Alkollü içkilerden alınan ÖTV’nin bir tür “haraç”, içki içenlerin de “gayrimüslim” muamelesi görmeleri ile Türkiye’de artan “yasadışı madde kullanımı” arasında bir ilişki olabilir mi? Bu sorunun Sinan Ateş cinayetiyle bağlantısı olabilir mi?

Aşağıdaki alıntı, İçişleri Bakanlığının 2022 Türkiye Uyuşturucu Raporu Eğilimler Gelişmeler, adlı yayınından;

“Sahip olduğu küresel hacim uyuşturucu piyasasını sadece organize suç grupları için değil aynı zamanda terör örgütleri için de çok çekici kılmaktadır. Terör örgütleri de tıpkı organize suç grupları gibi uyuşturucu kaçakçılığı içerisinde yer almaktadır. Bu süreçte terör örgütlerinin birbirleriyle olan ilişkilerinin yanında organize suç grupları ile stratejik ortaklıklar kurarak hareket ettiği durumlara da rastlanır. Örneğin; istikrarsız bir bölgede uyuşturucu sevkiyatı yapmak isteyen bir organize suç grubu o yerde kontrolü olan bir terör örgütünden silah, mühimmat, sahte belge vb. sağlama karşılığında destek alabilir.”

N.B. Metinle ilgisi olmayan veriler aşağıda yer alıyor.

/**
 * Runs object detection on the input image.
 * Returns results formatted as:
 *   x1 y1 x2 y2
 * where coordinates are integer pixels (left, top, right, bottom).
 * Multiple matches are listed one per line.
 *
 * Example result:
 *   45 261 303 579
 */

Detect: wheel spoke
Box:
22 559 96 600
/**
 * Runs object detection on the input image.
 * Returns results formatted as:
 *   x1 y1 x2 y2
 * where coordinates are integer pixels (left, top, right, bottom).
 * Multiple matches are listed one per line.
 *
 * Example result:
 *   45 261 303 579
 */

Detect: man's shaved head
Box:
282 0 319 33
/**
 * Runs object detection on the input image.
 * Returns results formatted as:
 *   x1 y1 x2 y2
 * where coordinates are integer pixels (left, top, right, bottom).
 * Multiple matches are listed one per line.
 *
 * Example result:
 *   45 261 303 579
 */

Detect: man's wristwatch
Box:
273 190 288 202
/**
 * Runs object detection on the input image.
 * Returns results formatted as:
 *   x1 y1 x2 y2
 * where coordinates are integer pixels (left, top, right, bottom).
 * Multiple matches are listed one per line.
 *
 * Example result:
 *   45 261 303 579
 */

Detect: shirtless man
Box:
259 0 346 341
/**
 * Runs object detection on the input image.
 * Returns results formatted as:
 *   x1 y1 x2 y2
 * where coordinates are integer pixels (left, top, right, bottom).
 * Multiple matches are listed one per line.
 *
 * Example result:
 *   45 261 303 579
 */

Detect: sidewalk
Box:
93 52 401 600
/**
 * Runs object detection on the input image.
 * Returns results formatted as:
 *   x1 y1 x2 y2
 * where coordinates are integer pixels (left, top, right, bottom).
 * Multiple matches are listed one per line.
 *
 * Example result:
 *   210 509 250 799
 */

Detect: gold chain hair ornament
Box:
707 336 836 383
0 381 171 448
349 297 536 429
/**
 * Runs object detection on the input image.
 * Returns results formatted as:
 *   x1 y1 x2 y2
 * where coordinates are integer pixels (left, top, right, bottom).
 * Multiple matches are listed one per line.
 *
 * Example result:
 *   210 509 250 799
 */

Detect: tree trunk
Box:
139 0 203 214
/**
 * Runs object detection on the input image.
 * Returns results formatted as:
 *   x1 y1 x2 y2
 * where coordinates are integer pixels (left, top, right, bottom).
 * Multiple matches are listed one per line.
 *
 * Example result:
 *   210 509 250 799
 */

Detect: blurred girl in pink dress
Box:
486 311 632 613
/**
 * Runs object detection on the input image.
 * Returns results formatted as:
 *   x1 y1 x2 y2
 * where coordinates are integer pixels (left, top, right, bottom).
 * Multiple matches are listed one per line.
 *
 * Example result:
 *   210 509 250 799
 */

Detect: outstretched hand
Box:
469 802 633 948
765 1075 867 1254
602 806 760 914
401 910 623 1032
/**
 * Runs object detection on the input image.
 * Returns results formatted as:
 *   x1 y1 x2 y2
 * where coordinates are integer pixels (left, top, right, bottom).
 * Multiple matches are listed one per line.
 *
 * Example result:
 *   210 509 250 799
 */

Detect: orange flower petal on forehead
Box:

Bu ifade, bir Amerikan kavramlaştırması olan “narkoterörizm” paradigmasının bakış açısını anlatır. Özcesi, uyuşturucu ticareti yapan suç örgütleri ile silahlı mücadele yürüten siyasal örgütlerin işbirliklerini tanımlar. Tabiki eksiktir. Çünkü bu ilişki ağının üçüncü ayağını görmezden gelir. Üçüncü ayak devlet, bürokrasi, yargı, emniyet ve yasal siyasal yapılar. Örneğin Kolombiya’da kokain ticaretinde silahlı siyasal mücadele örgütü FARC’ın rolü ballandıra ballandıra anlatılır ama Kolombiya devlet aygıtındaki “kokainciler” den pek söz edilmez. Narcos, dizisinde bile öyledir.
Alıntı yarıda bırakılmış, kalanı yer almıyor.